New York’s great fire of September 21, 1776, as imagined by a Parisian artist. Redcoats bayonet and beat suspected American arsonists. Engraving published by Chez Basset,
Representation du feu terrible a Nouvelle Yorck,
ca. 1778. LIBRARY OF CONGRESS.
Howe’s control of Manhattan now sealed the fate of the nearly three thousand soldiers the American commander had unwisely left at Fort Washington, overlooking the Hudson near the island’s northern tip. On November 16, English, Scottish, and German regiments scaled the ridges (today’s Washington Heights) on which the fort perched and, after a prolonged musket and artillery barrage, secured its surrender; 2,800 hungry men and boys, many clad in rags, marched out into captivity. This time, although many of the prisoners were beaten and looted, there were no bayonetings.
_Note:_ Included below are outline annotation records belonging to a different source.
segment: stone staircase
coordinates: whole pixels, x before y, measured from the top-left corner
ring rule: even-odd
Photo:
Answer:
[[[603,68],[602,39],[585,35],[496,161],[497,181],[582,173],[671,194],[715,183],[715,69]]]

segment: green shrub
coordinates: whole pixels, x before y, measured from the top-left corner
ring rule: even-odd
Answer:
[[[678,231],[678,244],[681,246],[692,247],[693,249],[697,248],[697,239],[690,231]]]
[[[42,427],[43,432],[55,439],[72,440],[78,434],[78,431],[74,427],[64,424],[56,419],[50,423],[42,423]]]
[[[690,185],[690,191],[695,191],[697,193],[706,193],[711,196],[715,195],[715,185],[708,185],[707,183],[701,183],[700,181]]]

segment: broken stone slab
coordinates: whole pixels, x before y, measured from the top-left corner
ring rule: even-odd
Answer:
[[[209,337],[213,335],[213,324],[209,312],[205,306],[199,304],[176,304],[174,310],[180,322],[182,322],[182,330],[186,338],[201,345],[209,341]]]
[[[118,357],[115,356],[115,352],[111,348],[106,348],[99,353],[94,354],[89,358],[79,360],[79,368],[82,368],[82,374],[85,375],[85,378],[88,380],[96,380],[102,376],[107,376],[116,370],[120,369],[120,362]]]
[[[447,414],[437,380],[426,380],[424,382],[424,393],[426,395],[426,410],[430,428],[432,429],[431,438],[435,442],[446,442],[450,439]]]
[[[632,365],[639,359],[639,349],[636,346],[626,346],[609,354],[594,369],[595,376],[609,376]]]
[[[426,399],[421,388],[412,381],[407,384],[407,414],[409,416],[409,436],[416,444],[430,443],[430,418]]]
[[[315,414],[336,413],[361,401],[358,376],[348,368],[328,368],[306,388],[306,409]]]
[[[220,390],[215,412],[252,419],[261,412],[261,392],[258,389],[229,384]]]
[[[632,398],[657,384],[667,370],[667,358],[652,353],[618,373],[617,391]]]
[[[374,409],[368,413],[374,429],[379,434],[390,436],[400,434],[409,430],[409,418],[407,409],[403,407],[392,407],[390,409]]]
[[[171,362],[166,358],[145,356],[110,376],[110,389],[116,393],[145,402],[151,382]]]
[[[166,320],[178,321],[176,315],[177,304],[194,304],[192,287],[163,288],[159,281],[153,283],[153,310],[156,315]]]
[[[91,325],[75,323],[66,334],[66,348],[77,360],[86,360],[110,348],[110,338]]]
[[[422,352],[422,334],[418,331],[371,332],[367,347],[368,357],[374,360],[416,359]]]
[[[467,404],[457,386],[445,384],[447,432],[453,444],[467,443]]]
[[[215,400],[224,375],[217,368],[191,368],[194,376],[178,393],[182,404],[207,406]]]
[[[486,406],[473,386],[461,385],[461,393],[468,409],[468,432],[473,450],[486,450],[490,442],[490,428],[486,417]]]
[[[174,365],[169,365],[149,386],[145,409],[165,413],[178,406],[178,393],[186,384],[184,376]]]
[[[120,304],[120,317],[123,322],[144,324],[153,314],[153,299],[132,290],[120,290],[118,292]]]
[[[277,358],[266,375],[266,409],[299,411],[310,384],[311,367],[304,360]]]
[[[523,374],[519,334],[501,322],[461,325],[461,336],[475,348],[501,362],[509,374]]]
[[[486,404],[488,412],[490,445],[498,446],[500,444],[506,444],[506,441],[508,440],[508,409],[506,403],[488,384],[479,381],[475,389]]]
The Hessians instead found themselves laughing in disbelief at the forlorn appearance of their prisoners. “A great many of them were lads under fifteen and old men,” reported an English officer, “and few had the appearance of soldiers.” Four days earlier, Washington had led his Westchester survivors across the Hudson. Soon they were heading toward the Delaware River, at a healthy distance from Howe’s victorious main army, but with a confident Cornwallis hard on their heels.